Example: mmc0, mmc1, usb, pxe
Entries may be removed or re-ordered in this list to affect the boot order.
For disk-based booting, the list of directories within a partition that are
searched for boot configuration files (extlinux.conf, boot.scr).
Example: / /boot/
Entries may be removed or re-ordered in this list to affect the set of
directories which are searched.
The name of U-Boot style boot.scr files that $bootcmd searches for.

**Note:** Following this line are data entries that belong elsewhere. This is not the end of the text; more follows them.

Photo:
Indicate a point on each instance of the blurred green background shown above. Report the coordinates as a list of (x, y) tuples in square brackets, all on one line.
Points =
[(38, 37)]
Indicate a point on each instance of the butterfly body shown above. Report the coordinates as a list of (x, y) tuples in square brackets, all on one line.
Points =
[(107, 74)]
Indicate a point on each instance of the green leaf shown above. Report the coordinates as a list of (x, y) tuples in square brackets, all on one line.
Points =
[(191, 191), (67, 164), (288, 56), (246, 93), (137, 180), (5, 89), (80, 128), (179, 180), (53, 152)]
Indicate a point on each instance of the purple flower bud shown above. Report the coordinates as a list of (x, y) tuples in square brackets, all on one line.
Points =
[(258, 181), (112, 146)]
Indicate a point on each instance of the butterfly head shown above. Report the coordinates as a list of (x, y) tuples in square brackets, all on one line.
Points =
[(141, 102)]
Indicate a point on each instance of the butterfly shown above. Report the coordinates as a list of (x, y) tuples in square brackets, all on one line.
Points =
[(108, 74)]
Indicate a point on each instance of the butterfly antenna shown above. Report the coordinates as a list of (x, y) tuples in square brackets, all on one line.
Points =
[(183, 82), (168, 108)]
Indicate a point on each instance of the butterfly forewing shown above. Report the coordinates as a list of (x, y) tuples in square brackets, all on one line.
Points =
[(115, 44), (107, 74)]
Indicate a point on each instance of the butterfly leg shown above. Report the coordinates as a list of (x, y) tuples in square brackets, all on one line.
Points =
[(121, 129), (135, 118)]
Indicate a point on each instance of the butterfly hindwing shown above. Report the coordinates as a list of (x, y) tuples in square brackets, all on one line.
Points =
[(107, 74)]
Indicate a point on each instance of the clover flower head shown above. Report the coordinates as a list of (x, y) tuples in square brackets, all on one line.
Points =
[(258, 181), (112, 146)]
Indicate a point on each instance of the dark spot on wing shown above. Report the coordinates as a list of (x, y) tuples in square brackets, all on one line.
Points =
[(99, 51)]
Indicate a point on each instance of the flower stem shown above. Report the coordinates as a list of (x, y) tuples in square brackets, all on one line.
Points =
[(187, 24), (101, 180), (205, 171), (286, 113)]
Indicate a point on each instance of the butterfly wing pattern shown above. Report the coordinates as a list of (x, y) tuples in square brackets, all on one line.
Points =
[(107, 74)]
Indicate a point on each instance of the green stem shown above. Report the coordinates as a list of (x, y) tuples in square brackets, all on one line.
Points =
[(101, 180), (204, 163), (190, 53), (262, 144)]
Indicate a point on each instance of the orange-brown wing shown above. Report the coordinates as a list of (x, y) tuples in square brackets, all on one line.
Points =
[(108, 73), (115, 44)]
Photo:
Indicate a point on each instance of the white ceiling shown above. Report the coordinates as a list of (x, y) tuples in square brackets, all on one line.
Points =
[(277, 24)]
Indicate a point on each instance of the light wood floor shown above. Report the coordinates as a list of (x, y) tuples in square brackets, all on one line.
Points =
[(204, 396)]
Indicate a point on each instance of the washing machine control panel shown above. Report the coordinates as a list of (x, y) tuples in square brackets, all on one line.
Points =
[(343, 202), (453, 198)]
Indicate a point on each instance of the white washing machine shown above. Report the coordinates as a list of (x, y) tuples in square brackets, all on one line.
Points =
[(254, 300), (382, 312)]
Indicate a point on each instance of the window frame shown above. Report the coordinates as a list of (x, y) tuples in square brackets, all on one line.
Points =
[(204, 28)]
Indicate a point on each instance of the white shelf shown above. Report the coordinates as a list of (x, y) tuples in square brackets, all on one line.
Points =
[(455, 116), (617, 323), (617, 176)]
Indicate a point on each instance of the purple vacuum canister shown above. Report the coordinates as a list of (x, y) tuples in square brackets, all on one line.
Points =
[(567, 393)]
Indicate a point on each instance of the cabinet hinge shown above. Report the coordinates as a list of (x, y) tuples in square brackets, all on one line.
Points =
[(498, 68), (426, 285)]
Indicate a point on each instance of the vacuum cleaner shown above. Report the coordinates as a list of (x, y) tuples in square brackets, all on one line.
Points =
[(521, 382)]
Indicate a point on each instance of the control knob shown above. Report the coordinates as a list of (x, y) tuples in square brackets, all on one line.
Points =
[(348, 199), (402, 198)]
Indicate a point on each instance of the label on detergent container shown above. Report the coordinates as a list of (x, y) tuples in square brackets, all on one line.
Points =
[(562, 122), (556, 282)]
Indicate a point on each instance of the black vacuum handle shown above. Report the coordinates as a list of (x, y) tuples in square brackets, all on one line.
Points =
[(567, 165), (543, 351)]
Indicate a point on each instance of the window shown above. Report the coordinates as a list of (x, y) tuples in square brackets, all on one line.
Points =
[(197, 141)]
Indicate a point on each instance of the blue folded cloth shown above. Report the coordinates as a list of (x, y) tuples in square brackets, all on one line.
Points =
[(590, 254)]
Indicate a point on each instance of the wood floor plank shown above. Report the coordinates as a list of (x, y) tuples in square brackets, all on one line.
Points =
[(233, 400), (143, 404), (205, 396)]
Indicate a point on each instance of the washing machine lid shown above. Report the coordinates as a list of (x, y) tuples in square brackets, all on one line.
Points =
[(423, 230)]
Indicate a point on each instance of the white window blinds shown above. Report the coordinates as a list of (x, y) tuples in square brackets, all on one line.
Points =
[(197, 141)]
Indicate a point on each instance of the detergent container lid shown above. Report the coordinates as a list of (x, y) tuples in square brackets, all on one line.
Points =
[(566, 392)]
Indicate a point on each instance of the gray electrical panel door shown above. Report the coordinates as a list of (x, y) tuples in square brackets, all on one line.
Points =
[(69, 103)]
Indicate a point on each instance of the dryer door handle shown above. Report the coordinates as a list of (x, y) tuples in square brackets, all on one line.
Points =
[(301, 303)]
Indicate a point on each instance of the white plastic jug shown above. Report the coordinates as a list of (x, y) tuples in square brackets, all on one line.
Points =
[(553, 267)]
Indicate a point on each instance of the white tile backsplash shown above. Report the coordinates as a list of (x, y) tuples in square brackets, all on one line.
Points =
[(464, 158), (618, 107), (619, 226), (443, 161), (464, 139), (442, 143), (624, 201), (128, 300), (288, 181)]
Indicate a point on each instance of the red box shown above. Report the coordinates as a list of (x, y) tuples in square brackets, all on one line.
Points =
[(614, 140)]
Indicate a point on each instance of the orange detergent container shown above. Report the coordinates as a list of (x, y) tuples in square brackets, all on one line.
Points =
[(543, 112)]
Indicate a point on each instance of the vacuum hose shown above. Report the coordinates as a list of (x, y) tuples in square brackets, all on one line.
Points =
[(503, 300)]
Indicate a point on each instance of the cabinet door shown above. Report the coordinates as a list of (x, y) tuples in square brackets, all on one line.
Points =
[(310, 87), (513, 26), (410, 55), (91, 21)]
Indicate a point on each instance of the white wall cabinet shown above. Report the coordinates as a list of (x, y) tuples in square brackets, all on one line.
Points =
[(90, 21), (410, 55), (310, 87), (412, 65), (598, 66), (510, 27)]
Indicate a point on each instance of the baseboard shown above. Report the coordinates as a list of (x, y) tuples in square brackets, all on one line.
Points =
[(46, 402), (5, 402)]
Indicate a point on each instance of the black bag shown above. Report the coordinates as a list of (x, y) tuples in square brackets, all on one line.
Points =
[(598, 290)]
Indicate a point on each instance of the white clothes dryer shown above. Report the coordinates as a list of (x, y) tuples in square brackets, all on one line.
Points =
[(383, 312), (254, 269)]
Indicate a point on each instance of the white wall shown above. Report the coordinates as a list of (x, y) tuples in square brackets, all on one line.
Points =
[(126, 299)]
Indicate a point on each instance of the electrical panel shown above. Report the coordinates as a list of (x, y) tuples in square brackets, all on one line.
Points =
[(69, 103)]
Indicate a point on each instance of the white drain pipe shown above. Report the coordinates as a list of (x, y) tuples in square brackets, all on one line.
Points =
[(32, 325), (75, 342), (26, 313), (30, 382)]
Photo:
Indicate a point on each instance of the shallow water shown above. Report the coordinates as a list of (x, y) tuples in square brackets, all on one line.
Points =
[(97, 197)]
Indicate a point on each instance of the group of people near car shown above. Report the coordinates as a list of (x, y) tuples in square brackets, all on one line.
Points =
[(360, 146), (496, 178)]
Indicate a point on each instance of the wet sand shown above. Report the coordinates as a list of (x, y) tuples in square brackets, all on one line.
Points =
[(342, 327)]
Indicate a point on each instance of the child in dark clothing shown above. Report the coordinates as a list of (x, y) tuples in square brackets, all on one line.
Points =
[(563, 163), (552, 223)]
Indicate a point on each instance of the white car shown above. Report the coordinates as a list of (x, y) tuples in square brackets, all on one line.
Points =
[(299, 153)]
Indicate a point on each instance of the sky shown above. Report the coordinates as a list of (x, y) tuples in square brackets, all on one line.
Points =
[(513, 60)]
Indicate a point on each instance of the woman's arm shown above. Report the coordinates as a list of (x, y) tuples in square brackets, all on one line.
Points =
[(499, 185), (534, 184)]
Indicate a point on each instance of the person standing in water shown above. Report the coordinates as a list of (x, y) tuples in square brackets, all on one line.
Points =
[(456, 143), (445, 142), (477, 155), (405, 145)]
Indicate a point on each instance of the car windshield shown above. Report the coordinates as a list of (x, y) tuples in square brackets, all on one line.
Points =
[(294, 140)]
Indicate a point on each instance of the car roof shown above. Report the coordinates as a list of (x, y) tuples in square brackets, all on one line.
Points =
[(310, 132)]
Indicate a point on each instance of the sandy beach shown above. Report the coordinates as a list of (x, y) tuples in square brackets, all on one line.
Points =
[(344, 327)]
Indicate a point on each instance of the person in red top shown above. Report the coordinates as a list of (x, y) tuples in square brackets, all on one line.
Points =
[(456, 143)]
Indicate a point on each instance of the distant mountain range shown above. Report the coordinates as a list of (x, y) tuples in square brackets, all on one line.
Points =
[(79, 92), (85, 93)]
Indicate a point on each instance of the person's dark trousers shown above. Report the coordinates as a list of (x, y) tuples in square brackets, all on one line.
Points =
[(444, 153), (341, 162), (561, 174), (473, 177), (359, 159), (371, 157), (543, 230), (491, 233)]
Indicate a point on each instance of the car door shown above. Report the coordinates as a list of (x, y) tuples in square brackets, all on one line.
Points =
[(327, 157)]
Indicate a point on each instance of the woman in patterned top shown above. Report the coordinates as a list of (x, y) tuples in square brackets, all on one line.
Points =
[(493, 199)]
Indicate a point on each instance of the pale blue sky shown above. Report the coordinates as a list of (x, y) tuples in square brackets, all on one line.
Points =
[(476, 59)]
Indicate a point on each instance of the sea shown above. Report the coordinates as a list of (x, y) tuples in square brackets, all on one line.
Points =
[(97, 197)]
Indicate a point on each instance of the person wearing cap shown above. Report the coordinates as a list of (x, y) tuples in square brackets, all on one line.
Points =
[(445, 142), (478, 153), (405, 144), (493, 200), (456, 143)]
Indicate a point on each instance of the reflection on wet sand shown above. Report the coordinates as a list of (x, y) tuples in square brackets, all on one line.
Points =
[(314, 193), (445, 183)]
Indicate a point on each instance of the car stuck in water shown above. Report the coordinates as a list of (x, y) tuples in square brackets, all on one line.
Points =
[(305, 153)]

Example: boot.scr.uimg boot.scr
(Typically we expect extlinux.conf to be used, but execution of boot.scr is
maintained for backwards-compatibility.)
Entries may be removed or re-ordered in this list to affect the set of
filenames which are supported.
If you want to disable extlinux.conf on all disks, set the value to something
innocuous, e.g. setenv scan_dev_for_extlinux true.
If you want to disable boot.scr on all disks, set the value to something
innocuous, e.g. setenv scan_dev_for_scripts true.
Interactively booting from a specific device at the u-boot prompt
For interactively booting from a user-selected device at the u-boot command
prompt, the environment provides predefined bootcmd_<target> variables for
every target defined in boot_targets, which can be run be the user.
If the target is a storage device, the format of the target is always
<device type><device number>, e.g. mmc0. Specifying the device number is
mandatory for storage devices, even if only support for a single instance
of the storage device is actually implemented.
For network targets (dhcp, pxe), only the device type gets specified;
they do not have a device number.
- run bootcmd_usb0
boots from the first USB mass storage device
- run bootcmd_mmc1
boots from the second MMC device
- run bootcmd_pxe
boots by tftp using a pxelinux.cfg
The list of possible targets consists of:
- network targets
* dhcp
* pxe
- storage targets (to which a device number must be appended)
* mmc
* sata
* scsi
* ide
* usb
Other *boot* variables than the ones defined above are only for internal use
of the boot environment and are not guaranteed to exist or work in the same
way in future u-boot versions. In particular the <device type>_boot
variables (e.g. mmc_boot, usb_boot) are a strictly internal implementation
detail and must not be used as a public interface.